Non-linear search for payment credentials by duplicating the address column

Open nielstron opened this issue 3 years ago • 0 comments

Describe your idea, in simple words.

Currently, search the UTxO set for UTxOs by payment credential is slow (~2s on 1GB of data) due to it being performed as linear search by sqlite. We can improve on that.

Currently kupo serializes addresses internally like this

     ┏━━━━━┯━━━━━━━━━━━━━━━━━━━━━━━━┯━━━━━━━━┯━━━━━━━━━━━━━━━━━━━━━┓
     ┃ tag │ delegation credentials │ header │ payment credentials ┃
     ┗━━━━━┷━━━━━━━━━━━━━━━━━━━━━━━━┷━━━━━━━━┷━━━━━━━━━━━━━━━━━━━━━┛

which makes total sense if we only want to leverage SQLite indices for delegation credentials. We can improve on this to efficiently search for payment credential usage with a simple trick: Introduce address_rev(or a similar name) with this layout

     ┏━━━━━┯━━━━━━━━━━━━━━━━━━━━━━━━┯━━━━━━━━┯━━━━━━━━━━━━━━━━━━━━━┓
     ┃ tag │ payment credentials │ header │ delegation credentials ┃
     ┗━━━━━┷━━━━━━━━━━━━━━━━━━━━━━━━┷━━━━━━━━┷━━━━━━━━━━━━━━━━━━━━━┛

Just switches the credentials around... Add an index and voila!

Why is it a good idea?

In the case that users want to query the UTxO set by payment credentials this is useful. I know of at least two handy use cases of this. This will dramatically speed up queries in this use case.

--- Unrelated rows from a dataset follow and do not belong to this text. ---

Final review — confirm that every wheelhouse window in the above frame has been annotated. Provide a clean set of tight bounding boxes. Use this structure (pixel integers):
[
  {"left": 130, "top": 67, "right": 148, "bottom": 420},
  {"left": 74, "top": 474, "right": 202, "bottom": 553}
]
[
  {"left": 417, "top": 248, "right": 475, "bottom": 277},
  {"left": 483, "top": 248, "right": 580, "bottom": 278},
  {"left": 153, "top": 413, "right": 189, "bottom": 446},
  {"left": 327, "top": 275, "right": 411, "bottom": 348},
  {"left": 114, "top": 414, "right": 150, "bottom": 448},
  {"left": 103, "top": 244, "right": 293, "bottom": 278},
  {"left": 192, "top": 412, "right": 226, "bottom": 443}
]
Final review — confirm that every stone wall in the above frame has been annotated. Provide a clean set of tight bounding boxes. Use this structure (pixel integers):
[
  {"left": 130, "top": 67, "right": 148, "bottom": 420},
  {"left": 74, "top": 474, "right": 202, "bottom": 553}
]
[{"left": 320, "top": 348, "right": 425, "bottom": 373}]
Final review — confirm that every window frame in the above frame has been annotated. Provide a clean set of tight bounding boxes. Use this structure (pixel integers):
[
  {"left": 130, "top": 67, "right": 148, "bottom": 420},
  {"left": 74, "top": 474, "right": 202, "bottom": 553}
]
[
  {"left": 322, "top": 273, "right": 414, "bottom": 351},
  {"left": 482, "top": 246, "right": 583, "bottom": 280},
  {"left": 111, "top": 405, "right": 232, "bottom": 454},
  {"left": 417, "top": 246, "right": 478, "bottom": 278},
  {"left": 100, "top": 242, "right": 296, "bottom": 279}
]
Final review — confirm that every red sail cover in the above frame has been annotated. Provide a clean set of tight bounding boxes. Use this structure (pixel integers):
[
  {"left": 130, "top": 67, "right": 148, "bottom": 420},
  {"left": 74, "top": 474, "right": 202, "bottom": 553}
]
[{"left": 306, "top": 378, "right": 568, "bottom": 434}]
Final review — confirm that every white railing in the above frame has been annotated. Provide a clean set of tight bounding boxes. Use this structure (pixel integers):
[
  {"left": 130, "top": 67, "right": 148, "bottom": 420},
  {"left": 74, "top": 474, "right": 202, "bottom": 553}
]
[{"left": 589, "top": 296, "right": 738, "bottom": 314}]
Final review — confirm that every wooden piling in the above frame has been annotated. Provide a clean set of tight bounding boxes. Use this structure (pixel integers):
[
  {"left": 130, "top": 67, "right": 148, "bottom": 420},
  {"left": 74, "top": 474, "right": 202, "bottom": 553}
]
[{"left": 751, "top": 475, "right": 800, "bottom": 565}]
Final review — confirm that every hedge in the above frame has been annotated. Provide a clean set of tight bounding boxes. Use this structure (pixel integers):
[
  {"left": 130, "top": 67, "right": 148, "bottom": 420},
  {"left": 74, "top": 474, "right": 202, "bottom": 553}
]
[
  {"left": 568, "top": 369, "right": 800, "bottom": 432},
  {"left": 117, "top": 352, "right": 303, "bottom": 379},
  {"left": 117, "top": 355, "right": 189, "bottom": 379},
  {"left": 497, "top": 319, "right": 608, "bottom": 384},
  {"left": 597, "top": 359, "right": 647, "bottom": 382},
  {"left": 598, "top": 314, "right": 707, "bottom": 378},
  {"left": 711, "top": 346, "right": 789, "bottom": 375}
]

Potential problems: We are increasing the size of the DB too. How much? It seems quite significant trying around with it for a bit (the size of kupo.sqlite3 on testnet is 3.1GB vs 2.4GB after vacuum. timings for queries TBD) . See #58 for an alternative idea

Are you willing to work on it yourself?

Yes

Aug 11 '22 21:08 nielstron